Aku tertawa dan dia tidak menyelesaikan kalimatnya.
Aku tidak percaya pada kehidupan 'sebelumnya'. Aku tidak percaya 'kelahiran kembali'. Betapa mengerikan membayangkan diriku terjebak dalam siklus lahir-hidup-mati tak berujung, di mana salah satunya mungkin saja aku jadi berhala yang dihancurkan Ibrahim.
Tapi ... kehidupan di dunia lain?
Dimensi yang sejajar dengan dunia ini -- sebagai seorang penggubah drama musikal tentang seorang pemberontak yang begitu ditakuti penguasa sehingga hari-harinya diisi dengan nyanyian dan tarian angsa, dan di dimensi lain lagi --bajak udara yang menguasai jalur penerbangan dari Mars hingga Ganymede, Jupiter.
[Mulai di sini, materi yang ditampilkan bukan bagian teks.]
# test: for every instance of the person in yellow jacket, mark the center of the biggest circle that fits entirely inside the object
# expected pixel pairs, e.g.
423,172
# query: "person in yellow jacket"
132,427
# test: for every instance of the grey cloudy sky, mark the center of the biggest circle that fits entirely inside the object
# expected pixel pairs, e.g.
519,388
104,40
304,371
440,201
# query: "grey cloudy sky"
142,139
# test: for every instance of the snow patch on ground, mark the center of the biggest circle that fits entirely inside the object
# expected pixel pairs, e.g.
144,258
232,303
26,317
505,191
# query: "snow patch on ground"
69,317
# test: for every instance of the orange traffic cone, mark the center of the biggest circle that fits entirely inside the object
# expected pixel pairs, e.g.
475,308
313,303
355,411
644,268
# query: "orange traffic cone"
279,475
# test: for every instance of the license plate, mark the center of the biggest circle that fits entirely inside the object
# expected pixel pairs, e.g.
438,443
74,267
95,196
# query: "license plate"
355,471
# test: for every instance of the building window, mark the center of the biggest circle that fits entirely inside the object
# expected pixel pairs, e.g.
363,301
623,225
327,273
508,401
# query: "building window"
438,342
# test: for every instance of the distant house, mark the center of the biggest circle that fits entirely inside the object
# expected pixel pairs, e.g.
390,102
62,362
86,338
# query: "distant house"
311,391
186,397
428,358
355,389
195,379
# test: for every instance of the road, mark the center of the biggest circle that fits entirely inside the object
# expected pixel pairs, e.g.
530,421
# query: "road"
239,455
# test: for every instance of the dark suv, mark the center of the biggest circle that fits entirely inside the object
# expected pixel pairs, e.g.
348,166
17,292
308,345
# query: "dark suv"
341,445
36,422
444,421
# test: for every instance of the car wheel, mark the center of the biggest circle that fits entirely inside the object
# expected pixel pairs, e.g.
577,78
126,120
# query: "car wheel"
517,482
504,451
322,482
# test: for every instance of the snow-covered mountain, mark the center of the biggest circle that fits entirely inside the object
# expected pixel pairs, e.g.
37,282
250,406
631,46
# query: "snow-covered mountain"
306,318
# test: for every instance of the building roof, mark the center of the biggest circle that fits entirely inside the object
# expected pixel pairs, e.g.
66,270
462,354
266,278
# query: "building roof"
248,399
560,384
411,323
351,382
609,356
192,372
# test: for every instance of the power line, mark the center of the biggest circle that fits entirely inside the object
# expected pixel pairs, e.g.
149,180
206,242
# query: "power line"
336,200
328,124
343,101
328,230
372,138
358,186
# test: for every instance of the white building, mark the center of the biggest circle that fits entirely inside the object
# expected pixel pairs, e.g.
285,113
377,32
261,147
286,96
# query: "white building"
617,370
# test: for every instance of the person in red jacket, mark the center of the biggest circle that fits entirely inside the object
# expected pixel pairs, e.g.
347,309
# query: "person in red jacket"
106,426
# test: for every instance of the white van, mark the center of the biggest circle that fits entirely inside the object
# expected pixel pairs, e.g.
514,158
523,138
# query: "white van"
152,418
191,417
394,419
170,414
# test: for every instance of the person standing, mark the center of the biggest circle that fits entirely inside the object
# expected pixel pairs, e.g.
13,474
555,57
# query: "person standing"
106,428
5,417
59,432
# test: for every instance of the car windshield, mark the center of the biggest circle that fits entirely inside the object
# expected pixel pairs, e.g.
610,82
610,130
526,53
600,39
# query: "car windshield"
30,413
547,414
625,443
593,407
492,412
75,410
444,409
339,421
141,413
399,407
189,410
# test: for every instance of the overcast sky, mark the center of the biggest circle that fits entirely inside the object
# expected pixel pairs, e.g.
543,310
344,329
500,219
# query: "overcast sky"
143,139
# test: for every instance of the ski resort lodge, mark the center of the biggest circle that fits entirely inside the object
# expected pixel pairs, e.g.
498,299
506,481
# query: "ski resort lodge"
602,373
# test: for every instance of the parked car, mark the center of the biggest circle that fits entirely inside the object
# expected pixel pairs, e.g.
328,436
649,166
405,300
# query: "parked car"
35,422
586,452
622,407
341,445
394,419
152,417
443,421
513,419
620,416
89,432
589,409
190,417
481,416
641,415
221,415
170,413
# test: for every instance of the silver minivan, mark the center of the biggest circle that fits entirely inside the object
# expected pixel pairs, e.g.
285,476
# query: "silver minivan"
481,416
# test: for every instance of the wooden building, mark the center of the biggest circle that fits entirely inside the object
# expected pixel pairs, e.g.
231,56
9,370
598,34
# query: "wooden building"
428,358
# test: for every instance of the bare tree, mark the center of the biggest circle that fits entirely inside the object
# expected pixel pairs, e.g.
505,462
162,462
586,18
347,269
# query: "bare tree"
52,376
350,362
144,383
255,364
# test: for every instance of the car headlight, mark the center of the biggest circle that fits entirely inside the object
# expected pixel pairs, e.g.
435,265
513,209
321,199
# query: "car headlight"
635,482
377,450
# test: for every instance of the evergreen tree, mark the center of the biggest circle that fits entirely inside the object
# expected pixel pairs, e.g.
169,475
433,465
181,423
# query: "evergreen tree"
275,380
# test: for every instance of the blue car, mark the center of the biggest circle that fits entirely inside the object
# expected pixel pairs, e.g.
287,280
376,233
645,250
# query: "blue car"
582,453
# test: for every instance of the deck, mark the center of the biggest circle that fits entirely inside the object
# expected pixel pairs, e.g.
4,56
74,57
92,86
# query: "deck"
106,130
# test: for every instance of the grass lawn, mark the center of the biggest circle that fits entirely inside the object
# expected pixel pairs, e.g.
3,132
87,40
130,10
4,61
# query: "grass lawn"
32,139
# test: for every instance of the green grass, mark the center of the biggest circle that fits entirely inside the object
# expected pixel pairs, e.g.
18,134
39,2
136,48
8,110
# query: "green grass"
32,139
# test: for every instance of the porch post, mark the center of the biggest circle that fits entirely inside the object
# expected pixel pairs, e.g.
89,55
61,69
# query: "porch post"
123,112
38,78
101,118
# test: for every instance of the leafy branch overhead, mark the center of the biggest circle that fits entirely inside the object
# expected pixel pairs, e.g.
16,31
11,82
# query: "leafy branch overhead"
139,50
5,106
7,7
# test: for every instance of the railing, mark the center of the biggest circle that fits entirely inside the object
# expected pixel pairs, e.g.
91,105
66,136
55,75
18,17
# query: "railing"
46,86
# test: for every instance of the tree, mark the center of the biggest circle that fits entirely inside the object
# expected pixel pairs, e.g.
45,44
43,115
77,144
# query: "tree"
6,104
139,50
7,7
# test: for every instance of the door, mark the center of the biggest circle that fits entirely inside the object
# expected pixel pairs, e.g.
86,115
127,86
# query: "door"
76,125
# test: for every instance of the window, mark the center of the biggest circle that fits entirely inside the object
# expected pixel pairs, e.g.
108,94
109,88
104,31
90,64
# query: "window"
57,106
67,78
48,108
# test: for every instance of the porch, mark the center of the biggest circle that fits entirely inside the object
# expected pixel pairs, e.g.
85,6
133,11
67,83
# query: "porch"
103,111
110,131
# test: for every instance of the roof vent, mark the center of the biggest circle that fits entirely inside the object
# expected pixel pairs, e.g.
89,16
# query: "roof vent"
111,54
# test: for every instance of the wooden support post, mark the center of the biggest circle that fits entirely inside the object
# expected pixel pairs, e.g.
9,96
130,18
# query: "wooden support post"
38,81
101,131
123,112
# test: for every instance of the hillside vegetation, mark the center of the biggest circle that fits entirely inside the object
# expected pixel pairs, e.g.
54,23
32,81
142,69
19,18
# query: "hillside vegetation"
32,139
Tapi dari wajahnya yang pias kutangguk kesedihan khas koleris sanguinis. Mungkin hatinya seberat batu gunung Sisyphus atau salju yang membengkokkan dahan pohon ke bumi. Keduanya beban hidup yang tak tertanggungkan bagi Re.
Dia menangkupkan tangan ke wajahnya, menatap cahaya rembulan dini hari yang menerobos dedaunan sonokeling dari sela-sela jari.
Embun yang baru terbentuk berkilauan bagai mata rindu.